This week, Southampton Town Highway Superintendent Charles McArdle credited his deputy, Marc Braeger, with coming up with a solution to a weighty conundrum: fixing the Jobs Lane Bridge to Dune Road in Bridgehampton.
In need of repair, the bridge is certified to handle no more than 8 tons. That’s about the weight of an ordinary box truck, the superintendent said. Heavy equipment needed to repave Dune Road, like a tractor-trailer hauling asphalt, can tip the scales at as much as five times the bridge’s weight-bearing maximum.
McArdle noted that private contractors working on Dune Road might disregard the weight restriction, threatening further deterioration of the elderly overpass, but added, “I wasn’t going to be the one to do that.”

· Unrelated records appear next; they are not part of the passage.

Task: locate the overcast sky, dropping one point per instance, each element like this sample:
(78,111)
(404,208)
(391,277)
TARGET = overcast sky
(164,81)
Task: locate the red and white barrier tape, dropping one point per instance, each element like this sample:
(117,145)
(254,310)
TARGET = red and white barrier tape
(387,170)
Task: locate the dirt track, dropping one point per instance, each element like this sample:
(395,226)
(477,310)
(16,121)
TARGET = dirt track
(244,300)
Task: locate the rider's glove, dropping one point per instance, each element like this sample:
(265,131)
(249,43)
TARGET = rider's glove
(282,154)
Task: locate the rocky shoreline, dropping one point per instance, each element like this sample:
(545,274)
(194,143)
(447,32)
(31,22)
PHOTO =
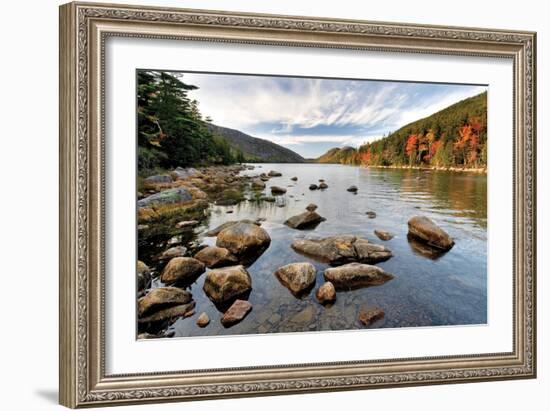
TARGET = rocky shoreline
(170,207)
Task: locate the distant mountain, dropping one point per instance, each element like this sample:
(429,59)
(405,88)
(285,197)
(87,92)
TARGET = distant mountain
(338,155)
(453,137)
(256,149)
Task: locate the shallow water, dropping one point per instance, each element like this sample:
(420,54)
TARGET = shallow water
(449,290)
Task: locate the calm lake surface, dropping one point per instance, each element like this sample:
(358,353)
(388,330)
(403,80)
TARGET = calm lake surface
(426,291)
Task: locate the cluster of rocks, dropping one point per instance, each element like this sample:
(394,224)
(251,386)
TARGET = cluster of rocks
(239,243)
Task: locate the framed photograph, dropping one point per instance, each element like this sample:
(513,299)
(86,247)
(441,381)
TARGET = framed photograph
(259,204)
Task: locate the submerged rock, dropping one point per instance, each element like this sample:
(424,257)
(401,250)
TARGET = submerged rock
(178,195)
(427,231)
(183,310)
(143,275)
(297,277)
(326,294)
(158,179)
(215,257)
(305,220)
(224,284)
(244,239)
(277,190)
(183,173)
(173,252)
(187,224)
(236,313)
(182,269)
(342,249)
(383,235)
(367,317)
(371,253)
(258,184)
(203,320)
(160,298)
(356,275)
(215,231)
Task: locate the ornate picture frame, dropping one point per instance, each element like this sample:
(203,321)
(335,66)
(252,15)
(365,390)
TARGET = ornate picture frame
(84,28)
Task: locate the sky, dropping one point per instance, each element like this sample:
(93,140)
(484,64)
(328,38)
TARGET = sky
(311,116)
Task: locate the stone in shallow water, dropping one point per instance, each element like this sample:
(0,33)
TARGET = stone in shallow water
(356,275)
(224,284)
(297,277)
(371,253)
(305,220)
(244,239)
(326,294)
(143,275)
(203,320)
(427,231)
(182,269)
(215,257)
(383,235)
(367,317)
(173,252)
(236,313)
(162,297)
(183,310)
(172,196)
(276,190)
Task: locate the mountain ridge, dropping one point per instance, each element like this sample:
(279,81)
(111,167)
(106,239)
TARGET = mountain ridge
(256,149)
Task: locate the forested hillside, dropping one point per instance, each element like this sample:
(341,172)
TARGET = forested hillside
(256,149)
(171,130)
(453,137)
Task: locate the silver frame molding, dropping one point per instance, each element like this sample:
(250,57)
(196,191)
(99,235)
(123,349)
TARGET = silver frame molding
(83,30)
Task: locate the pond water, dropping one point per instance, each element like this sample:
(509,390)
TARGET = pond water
(426,291)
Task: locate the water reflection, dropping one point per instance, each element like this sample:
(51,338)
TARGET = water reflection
(428,289)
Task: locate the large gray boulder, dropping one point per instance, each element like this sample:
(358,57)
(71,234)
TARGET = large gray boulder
(224,284)
(430,233)
(334,250)
(304,220)
(371,253)
(244,239)
(182,269)
(297,277)
(178,195)
(342,249)
(356,275)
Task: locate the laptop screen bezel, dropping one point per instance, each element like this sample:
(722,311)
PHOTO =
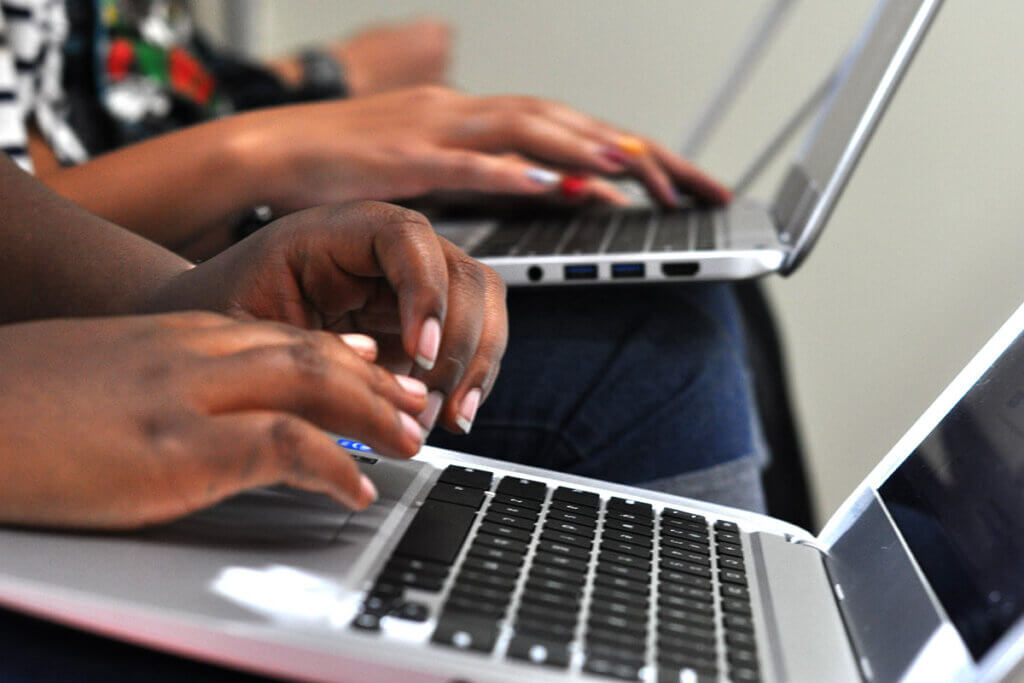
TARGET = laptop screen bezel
(816,178)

McArdle said his predecessor, Alex Gregor, cited the fact that the bridge couldn’t handle heavy trucks when, for years, community members asked for road repairs.
Replacing the bridge would come with a multimillion-dollar price tag. So Braeger came up with an outside-the-box solution — and last week a rented prefabricated bridge was installed over the existing bridge.

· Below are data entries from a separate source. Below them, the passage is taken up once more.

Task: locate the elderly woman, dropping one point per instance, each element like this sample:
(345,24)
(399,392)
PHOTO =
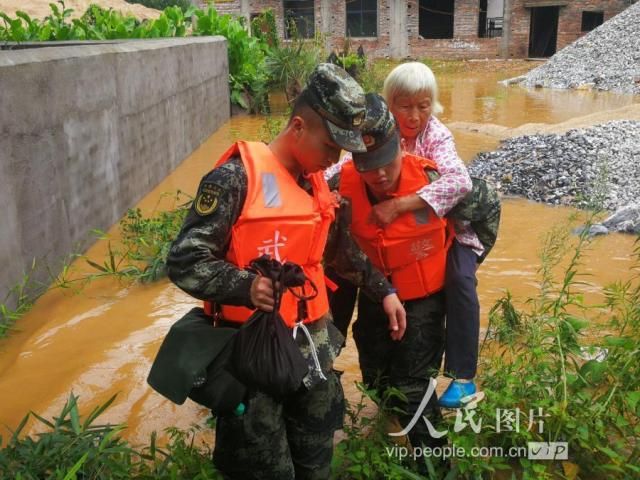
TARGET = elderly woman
(411,92)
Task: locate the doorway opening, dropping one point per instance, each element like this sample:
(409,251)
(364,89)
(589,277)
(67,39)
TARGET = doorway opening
(543,34)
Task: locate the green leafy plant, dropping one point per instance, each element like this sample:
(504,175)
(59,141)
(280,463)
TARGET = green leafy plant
(18,301)
(73,447)
(289,65)
(247,78)
(184,5)
(572,368)
(263,27)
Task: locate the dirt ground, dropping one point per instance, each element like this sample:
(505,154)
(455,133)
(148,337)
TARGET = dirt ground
(40,8)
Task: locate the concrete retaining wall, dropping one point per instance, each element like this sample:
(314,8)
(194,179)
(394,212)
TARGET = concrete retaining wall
(86,131)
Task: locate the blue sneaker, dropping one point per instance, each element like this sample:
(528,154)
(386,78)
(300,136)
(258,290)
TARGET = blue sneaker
(455,392)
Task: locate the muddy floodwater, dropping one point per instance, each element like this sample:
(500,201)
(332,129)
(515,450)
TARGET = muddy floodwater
(101,341)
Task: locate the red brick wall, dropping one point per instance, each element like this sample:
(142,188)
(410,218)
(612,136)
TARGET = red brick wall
(465,43)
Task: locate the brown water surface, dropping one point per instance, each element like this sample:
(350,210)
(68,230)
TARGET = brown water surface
(101,341)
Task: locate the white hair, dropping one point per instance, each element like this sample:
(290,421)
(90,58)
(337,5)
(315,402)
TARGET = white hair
(409,79)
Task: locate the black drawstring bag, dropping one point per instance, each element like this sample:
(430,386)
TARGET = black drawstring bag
(265,355)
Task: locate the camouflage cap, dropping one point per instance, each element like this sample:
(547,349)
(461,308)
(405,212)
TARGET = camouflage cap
(380,136)
(334,95)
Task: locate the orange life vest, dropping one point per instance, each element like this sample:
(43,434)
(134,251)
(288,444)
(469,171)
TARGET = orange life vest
(412,250)
(280,219)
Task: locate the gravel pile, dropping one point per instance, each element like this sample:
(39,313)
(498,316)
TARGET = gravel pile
(607,58)
(596,166)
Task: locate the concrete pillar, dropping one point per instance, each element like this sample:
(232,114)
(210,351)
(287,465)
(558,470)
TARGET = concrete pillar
(398,29)
(505,41)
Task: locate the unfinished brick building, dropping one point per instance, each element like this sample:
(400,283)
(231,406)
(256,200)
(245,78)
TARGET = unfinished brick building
(438,28)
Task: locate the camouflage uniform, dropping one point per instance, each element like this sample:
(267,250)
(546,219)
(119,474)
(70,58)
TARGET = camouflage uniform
(274,439)
(482,208)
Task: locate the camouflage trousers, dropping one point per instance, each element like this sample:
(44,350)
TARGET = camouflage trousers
(291,437)
(408,364)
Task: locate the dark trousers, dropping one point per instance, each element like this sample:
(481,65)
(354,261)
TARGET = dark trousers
(285,439)
(408,364)
(342,301)
(463,312)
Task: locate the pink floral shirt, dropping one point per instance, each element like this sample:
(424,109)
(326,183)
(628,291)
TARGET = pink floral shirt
(436,143)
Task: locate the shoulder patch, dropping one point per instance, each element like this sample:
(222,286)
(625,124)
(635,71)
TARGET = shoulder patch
(208,199)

It costs about $30,000 to rent for a month — compared to $3 million for a wholesale bridge replacement — and can handle the heft of heavy equipment. “It can cover everything we need to do,” McArdle said.
The savings means, he said, that not only can the long-awaited and desired repaving of a mile-long stretch of Dune Road from Mecox Beach to W. Scott Cameron Beach take place, but highway staff can also repave the parking lots at both beaches.

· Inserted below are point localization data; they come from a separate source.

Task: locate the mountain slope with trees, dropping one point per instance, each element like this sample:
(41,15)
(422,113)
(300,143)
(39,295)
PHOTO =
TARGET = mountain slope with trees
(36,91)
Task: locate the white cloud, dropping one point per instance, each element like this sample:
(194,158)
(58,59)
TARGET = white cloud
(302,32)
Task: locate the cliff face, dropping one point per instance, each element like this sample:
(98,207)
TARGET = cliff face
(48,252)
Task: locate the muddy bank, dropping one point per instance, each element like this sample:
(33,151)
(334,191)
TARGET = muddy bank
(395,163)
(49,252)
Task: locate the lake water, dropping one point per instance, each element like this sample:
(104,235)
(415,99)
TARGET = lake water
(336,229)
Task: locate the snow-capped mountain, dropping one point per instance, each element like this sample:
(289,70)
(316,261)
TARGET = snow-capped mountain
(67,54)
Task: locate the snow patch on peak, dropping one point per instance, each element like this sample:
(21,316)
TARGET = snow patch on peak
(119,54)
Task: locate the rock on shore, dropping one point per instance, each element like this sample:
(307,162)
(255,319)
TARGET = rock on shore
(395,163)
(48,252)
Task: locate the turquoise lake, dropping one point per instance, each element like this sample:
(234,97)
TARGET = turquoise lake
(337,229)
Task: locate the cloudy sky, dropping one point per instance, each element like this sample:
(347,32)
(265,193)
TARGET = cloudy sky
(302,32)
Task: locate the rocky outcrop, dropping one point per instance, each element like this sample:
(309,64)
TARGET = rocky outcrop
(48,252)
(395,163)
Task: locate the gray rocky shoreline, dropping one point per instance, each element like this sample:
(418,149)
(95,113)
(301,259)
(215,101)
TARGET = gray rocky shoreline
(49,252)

Because the prefab bridge is just one lane wide, temporary traffic lights have been set up at each end. Installation took place on Monday, April 17. It arrived on a trailer, and highway staff used town equipment to lift it up and place it.
Now, McArdle is wondering whether the town might buy a prefab bridge to replace the existing one. He reckoned it would cost about $250,000 for a ready-made two-lane bridge.